Ein alter Mann und eine alte Frau gehen spazieren.

Gefahr der Altersarmut Die Aktienrente - eine vertane Chance?

Stand: 25.03.2024 11:27 Uhr

Die Zahl der Aktionäre steigt seit Jahren nur leicht. Noch immer ist die Angst vor Aktien groß - gerade bei Frauen. Die jüngsten Rentenpläne der Regierung halten Experten für einen "Tropfen auf dem heißen Stein".

Viele Deutsche haben Angst vor Aktien. Dabei sei Altersarmut gerade für Frauen das viel größere Risiko, meinen Expertinnen. Investitionen in Aktien könnten die Altersarmut abmildern. Die Bundesregierung hätte mit der Aktienrente mutig vorangehen gehen können, um Ängste abzubauen - ist sie aber nicht. Eine vertane Chance?

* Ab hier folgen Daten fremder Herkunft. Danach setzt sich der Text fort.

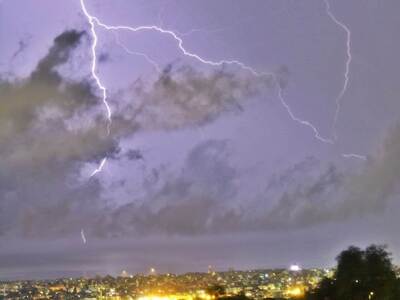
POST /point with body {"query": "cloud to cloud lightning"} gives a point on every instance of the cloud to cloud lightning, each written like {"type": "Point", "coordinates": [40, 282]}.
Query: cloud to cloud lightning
{"type": "Point", "coordinates": [346, 76]}
{"type": "Point", "coordinates": [347, 65]}
{"type": "Point", "coordinates": [95, 21]}
{"type": "Point", "coordinates": [83, 236]}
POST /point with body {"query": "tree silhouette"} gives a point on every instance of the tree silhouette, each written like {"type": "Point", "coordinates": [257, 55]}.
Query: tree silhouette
{"type": "Point", "coordinates": [360, 275]}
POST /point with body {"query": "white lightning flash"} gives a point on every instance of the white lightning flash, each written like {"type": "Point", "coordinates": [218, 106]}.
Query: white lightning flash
{"type": "Point", "coordinates": [101, 87]}
{"type": "Point", "coordinates": [100, 167]}
{"type": "Point", "coordinates": [354, 155]}
{"type": "Point", "coordinates": [95, 21]}
{"type": "Point", "coordinates": [347, 65]}
{"type": "Point", "coordinates": [83, 236]}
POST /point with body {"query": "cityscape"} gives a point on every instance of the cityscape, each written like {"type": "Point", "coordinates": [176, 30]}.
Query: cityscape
{"type": "Point", "coordinates": [254, 284]}
{"type": "Point", "coordinates": [199, 150]}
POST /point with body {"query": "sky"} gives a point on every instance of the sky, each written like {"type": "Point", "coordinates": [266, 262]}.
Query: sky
{"type": "Point", "coordinates": [237, 134]}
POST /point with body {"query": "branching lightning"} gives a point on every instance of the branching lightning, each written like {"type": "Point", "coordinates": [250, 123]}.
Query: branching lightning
{"type": "Point", "coordinates": [94, 21]}
{"type": "Point", "coordinates": [180, 44]}
{"type": "Point", "coordinates": [83, 236]}
{"type": "Point", "coordinates": [347, 65]}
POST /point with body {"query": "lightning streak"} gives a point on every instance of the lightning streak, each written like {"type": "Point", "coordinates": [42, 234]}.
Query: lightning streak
{"type": "Point", "coordinates": [83, 236]}
{"type": "Point", "coordinates": [354, 155]}
{"type": "Point", "coordinates": [100, 167]}
{"type": "Point", "coordinates": [180, 44]}
{"type": "Point", "coordinates": [347, 65]}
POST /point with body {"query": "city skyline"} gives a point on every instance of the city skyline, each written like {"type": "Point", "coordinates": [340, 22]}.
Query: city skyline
{"type": "Point", "coordinates": [177, 134]}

Frauen haben im Schnitt rund 900 Euro Rente

"Frauen haben noch mehr Angst vor Aktien als Männer", sagt Annika Peters, von der unabhängigen FrauenFinanzBeratung in Stuttgart. Viele verglichen Aktien mit Spielcasinos. Unter anderem in ihren Rentenseminaren versucht Peters, die sogenannte Aktienangst abzubauen. Die Seminare finden wegen der hohen Nachfrage online statt. Regelmäßig melden sich laut der Expertin bis zu 100 Frauen an.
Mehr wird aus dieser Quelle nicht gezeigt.